По ее тону я сразу понял, что под словом «сладенько» молодая хозяйка подразумевает какую-то чудовищную гадость. Поэтому, не давая нашему проводнику снова открыть рот, торопливо попросил:
– Ты, хозяйка, только скажи: девушка мимо твоей усадьбы не пробегала? И мы сразу уйдем.
Последовало довольно долгое молчание, а затем дверь тихо скрипнула и на крылечке показалась Василисушка.
Я удивленно взглянул на продолжавшего масляно улыбаться Володьшу и вдруг припомнил русскую народную пословицу насчет любви, которая зла. Василисушка была вполне уже зрелой девицей удивительно маленького роста и удивительно пухленькой. Такой, знаете, про каких говорят, что у них щеки из-за спины видны. Темные живые глазки, просверкивающие в маленьких щелках, образованных щечками и надбровными дугами «красавицы», уставились в меня, словно изюмины из сдобной булки.
Я тоже присмотрелся к пассии Володьши, что-то в ее облике было явно не так.
Несколько секунд мы помолчали.
Наконец, внимательно меня осмотрев и, видимо, удовлетворившись этим осмотром, «красавица» вдруг задорно улыбнулась и громко спросила:
– А кто тебе эта девчонка?
Ответить я не успел, поскольку в разговор немедленно вмешался старший лейтенант:
– Вы, гражданочка, не задавайте пустопорожних вопросов, а отвечайте по существу! Пробегала мимо вашего плетня девушка, и если пробегала, то в какую сторону?
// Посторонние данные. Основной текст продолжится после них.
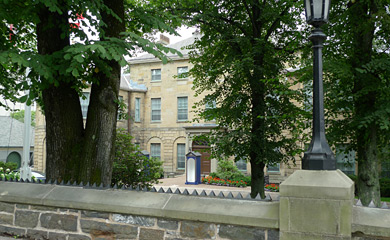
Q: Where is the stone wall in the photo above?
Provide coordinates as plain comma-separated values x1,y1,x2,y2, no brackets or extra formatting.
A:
0,181,279,240
0,170,390,240
0,203,279,240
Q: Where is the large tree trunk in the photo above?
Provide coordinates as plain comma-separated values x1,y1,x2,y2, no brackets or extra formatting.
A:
248,2,267,199
350,1,380,206
37,0,125,185
37,5,83,181
357,125,381,207
80,0,125,185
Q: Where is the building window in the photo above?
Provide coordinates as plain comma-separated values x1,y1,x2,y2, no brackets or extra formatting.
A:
205,100,216,121
177,143,186,169
116,96,126,121
177,67,188,79
177,97,188,121
267,163,280,172
152,98,161,121
236,159,246,171
134,98,141,122
152,69,161,81
150,143,161,160
336,144,355,174
80,92,89,119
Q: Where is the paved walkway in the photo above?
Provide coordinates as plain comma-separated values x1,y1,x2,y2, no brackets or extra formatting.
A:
154,175,279,200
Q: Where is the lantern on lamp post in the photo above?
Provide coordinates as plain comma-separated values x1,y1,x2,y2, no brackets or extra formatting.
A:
302,0,336,170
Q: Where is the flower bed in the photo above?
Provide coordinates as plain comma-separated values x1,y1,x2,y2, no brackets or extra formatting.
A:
202,176,247,187
0,167,20,180
264,183,279,192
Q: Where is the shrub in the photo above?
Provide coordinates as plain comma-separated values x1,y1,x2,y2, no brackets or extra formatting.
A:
0,167,20,180
348,175,390,197
264,183,279,192
379,178,390,197
216,160,244,179
0,162,18,172
111,129,163,188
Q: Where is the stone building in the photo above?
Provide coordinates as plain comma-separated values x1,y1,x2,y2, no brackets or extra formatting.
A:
0,116,34,167
129,32,221,174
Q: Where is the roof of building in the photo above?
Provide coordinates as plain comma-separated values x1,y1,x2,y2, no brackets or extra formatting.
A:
129,32,201,64
0,116,35,147
120,74,148,92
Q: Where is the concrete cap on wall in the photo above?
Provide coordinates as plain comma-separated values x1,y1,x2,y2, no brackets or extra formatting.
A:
280,170,354,200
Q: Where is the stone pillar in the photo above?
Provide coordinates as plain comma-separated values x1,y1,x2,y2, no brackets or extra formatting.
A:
279,170,354,240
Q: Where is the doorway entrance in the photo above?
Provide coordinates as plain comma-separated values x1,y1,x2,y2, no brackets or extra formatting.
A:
192,141,211,175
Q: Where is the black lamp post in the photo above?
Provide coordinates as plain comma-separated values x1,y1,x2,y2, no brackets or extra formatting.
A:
302,0,336,170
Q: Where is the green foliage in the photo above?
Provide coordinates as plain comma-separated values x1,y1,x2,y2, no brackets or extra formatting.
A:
10,110,35,127
159,0,304,197
348,175,390,197
0,162,20,180
216,159,244,180
0,162,18,172
379,178,390,197
112,129,163,188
Хозяйка бросила на представителя власти короткий недобрый взгляд и снова посмотрела на меня. Еще несколько секунд мы разглядывали друг друга, затем она машинальным движением почесала живот и совсем уже собралась что-то сказать, но на этот раз ее перебил Володьша, запевший своим масляным тенорком:
– Василисушка, краса моя писаная, не вынесешь ли водички? Так пить хочется.
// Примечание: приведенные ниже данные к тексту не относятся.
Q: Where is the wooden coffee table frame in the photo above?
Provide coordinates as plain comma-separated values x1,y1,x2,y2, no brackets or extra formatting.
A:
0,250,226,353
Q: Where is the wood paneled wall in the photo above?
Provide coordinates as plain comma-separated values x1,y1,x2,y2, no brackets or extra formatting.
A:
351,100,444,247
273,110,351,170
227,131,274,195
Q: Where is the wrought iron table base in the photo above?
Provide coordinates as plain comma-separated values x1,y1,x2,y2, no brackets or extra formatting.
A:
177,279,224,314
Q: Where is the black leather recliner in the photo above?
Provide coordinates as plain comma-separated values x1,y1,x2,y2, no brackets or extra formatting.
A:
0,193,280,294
«Красавица» недобро взглянула на приставучего мужика и коротко кивнула в сторону колодца:
– Вон тебе водичка, из ведерка похлебаешь! – А затем, стрельнув глазом в сторону Макаронина, добавила: – И дружка свово захвати, того: что «гражданочкой» обзывается!
– Кто обзывается? – взвился было наш «силовик», но вдруг повернулся к Володьше и быстро пробормотал: – Слушай, пойдем правда, водички хлебнем, а то в горле сушь, как после Первого мая.
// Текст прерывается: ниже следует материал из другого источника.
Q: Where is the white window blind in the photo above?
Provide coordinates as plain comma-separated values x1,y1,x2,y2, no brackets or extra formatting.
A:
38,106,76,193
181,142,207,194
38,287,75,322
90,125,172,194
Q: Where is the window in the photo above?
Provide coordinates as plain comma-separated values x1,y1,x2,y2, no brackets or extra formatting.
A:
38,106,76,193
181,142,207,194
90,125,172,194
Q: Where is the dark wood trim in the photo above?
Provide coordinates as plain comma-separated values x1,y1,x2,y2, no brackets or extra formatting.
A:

– Как после чего? – разворачиваясь в сторону колодца, поинтересовался Володьша.
– После Первого мая, – повторил Юрик, укладывая свою ручищу Володьше на плечи и увлекая того к вожделенному источнику, – праздник такой… солидарности всего рабоче-крестьянского!
Ребята бодрым шагом устремились за угол дома, а Василисушка снова повернулась ко мне:
– Так кто она тебе?
– Невеста! – выпалил я уже подготовленный ответ.
– Невеста?… – медленно и слегка удивленно протянула девица, снова почесала живот и повторила: – Невеста… Что ж ты за своей невестой не смотришь?